When the agency was established in October 2015, it was expected to back equipment exports covered by the "three principles of defense equipment transfers," which had been established the previous year and allow exports in certain cases, such as when they would contribute to Japan's security.
However, it had not logged any achievements until this summer. Setbacks such as losing out at the last minute on a bid for the joint development of a new submarine with Australia, which went to France, invited criticism that the agency was a "disappointment."
Previous negotiations had failed due to certain Japanese business practices and other factors that hindered a flexible response. There was no way to compete against countries in which the private and public sectors worked in unison.
Learning from such experiences, the government tried to do everything it could to support Mitsubishi Electric's negotiations with the Philippines, first by providing five Maritime Self-Defense Force training planes and about 40,000 helicopter parts at no charge, then promising that the Japanese government would take action should the radar equipment break down.
"We wanted to do what we could to create an example of a successful equipment export," a senior Defense Ministry official said.
As its next success, the agency is aiming to export the Air Self-Defense Force's C-2 transport planes to the United Arab Emirates.
"If the export of Japanese aircraft can be achieved, it would change how the defense industry is viewed," said a senior agency official.
The main competitor is Airbus SAS, the European aircraft giant. "That will be a turning point for the future," a senior government official said.
Going forward, public-private sales efforts will target the four countries of Vietnam, Malaysia, Indonesia and India, all of which are on good terms with Japan.
--Wide base
The agency's support of exports is intended to strengthen the foundation of the domestic defense industry and promote technological development, but the current situation is dire.
In terms of domestic defense contractors, there is wide base. There are said to be about 8,300 companies involved in escort vessels alone. However, defense-related sales account for only about 5 percent of each company's sales on average.
While the defense budget has edged slightly upward, with technology becoming increasingly advanced, there is an increasing reliance on the United States to procure key equipment.
The amount of overseas procurement as part of the equipment contracts concluded by the ministry has swelled from 7.4 percent in fiscal 2011 to 27.8 percent in fiscal 2019, based on initial budgets.
"The defense sector has low profit margins," said a senior executive of one big company. Many in the industry firmly believe the domestic market alone will not be enough to halt the decline of the domestic defense industry.
In February last year, it came to light that Komatsu Ltd. had told the ministry it would no longer develop new Self-Defense Forces vehicles. It is said that executives of more than a few companies were concerned that being seen as an "arms dealer" would have a negative impact on their firms' other businesses.

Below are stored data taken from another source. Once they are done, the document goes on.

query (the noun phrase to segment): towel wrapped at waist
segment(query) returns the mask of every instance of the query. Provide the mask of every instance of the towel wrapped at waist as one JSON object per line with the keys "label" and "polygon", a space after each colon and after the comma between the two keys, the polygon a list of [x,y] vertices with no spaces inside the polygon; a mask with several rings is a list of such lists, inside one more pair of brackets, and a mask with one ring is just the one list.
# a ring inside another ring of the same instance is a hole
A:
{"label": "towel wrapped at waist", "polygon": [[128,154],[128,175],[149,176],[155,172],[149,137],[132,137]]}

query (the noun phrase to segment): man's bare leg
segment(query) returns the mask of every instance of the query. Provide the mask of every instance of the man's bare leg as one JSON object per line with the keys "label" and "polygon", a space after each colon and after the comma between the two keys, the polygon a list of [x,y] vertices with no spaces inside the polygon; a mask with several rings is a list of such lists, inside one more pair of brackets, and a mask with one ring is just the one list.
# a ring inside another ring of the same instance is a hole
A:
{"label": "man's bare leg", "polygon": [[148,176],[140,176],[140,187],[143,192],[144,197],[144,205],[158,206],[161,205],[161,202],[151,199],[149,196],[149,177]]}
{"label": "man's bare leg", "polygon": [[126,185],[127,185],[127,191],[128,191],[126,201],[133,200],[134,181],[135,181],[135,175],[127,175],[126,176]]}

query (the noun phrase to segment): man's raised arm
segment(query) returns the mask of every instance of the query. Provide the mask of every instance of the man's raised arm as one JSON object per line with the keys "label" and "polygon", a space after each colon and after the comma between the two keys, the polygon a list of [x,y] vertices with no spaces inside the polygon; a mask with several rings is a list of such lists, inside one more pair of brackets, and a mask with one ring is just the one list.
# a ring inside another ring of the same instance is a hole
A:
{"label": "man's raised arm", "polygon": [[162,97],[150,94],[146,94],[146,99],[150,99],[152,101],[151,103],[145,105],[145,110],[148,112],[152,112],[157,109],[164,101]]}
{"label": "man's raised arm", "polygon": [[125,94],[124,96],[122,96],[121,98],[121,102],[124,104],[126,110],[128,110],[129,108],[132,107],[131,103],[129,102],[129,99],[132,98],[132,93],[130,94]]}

Over these five years, research and development spending by the ministry that leads to investment in domestic industries has grown from 142 billion yen in fiscal 2015 to 167.6 billion yen in fiscal 2020. Yet this is still only about half of what South Korea spends.
Last year, the ministry created a forum for exchanging views with the Japan Business Federation (Keidanren) for the purpose of nurturing the defense industry. The agency will need to proactively gather information on trends in overseas and domestic industries so it can be more strategic in its efforts.